Die Trennung zwischen Such-Crawlern und Trainings-Crawlern ermöglicht gezielte Steuerung. Sie können in Suchmaschinen sichtbar bleiben und gleichzeitig KI-Training verhindern. Google-Extended blockiert ausschließlich das Training von Gemini, lässt aber die normale Google-Suche durch Googlebot unberührt. So bleiben Ihre Inhalte auffindbar, ohne dass sie für KI-Modelle verwendet werden.

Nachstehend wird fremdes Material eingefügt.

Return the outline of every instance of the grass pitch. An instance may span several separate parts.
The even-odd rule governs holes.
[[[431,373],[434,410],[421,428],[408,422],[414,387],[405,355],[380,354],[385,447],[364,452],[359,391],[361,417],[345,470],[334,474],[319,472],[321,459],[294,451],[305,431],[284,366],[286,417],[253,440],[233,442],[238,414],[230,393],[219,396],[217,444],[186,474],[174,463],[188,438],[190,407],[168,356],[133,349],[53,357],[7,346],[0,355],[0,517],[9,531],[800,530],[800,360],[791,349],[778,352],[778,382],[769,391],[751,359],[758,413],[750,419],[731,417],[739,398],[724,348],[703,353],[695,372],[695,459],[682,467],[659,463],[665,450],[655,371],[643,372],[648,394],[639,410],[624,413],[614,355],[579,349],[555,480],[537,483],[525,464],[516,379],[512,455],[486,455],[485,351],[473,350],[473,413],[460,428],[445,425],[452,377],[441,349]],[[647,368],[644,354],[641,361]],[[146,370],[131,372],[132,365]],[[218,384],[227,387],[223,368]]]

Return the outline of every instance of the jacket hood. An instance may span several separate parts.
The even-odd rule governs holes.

Ähnlich verhält es sich mit ChatGPT und Perplexity, die ebenfalls separate Crawler für das Training einsetzen.
Die Einhaltung der robots.txt durch KI-Crawler unterscheidet sich stark. Seriöse Unternehmen wie OpenAI, Anthropic, Google oder Microsoft respektieren die Regeln. Ihre Crawler halten sich an Disallow-Anweisungen und crawlen nur erlaubte Bereiche. Kleinere oder unbekannte KI-Crawler ignorieren die Datei häufig. Wenn Sie feststellen, dass bestimmte Bots die Anweisungen missachten, blockieren Sie diese über die .htaccess-Datei oder Firewall-Regeln auf Serverebene.